The US Dollar and the Limits of Irresponsibility

Promises, promises.  How many ways can the politicians dream up to spend money that they don’t have?  Perhaps it’s easy when you are the world’s reserve currency, and few argue with taking down IOUs denominated in US Dollars, at least for now.

But there are limits.  When looking at the US Dollar today the markets have kind of a benchmark that they use as their default scenario:

  • Fed funds will not drop below 1.5% at the bottom of this cycle.
  • CPI inflation will not rise above 5% for this cycle.
  • Nominal GDP growth will not drop below 4% for this cycle.
  • The US current account deficit will improve, albeit fitfully.
  •  Total Federal Debt will not grow faster than $600 billion per year.  (you didn’t know it was growing that fast, now did you? 😉 )

Of course, this is just my view, and I could be wrong.  But the US Dollar has gotten trashed, and in order for it to get hit further, the powers that be will have to exceed the current “Limits of Irresponsibility.”  As for the default scenario that I have laid out above, those are key parameters that I think are baked into the current low level of the US Dollar.  Violate those levels, get a lower Dollar.   Get further away from those levels, and dollar could rally.

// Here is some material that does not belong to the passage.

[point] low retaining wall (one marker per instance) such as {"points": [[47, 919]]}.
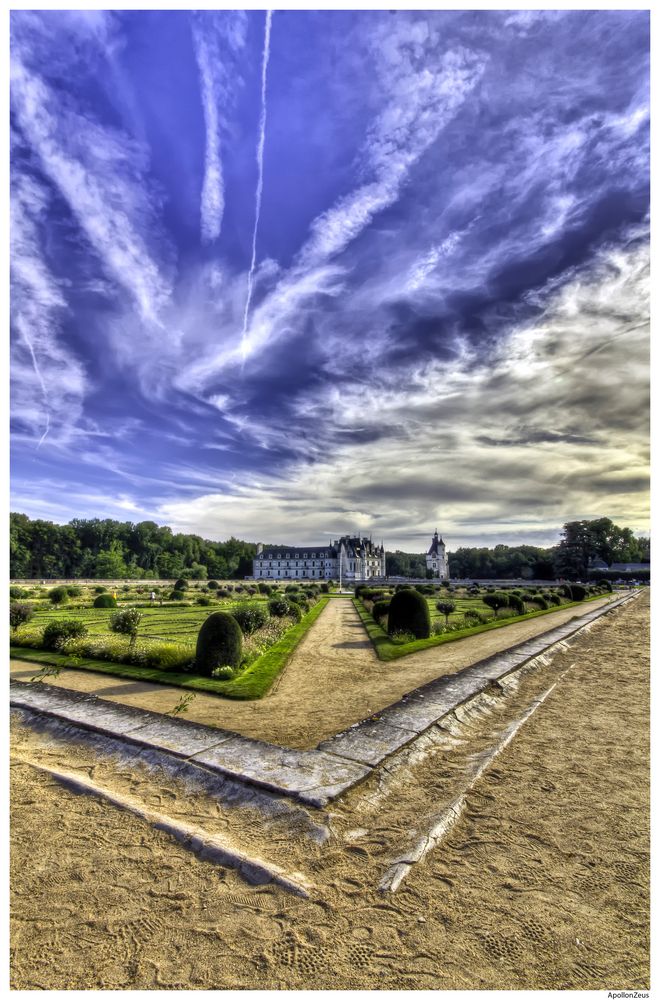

When I gave my talk to the Society of Actuaries, one of my recurring themes was, “It is wonderful to be the world’s reserve currency.”  Consider especially slide 32, where the weak dollar combined with strong overseas equity markets flattens out the net foreign assets to GDP ratio at near -20%.  We ship our losses overseas, and that isn’t counting all of the subordinated structured product that they bought… yet.

I am not a doom-and-gloomer by nature.  I try to recognize what is wrong, analyze what could be done to ameliorate the situation, and consider what could go right.  I am not an optimist on the US Dollar, though I don’t see how it falls much further from here.  There is room for the US Dollar to rally, if only a few things go less wrong.

In the long run, though, there are imbalances that the US needs to change, and the long run path of the Dollar will rely on those changes.  I believe that the markets embed an improvement in US policies long run; if that fails, we will continue to see the Dollar deteriorate.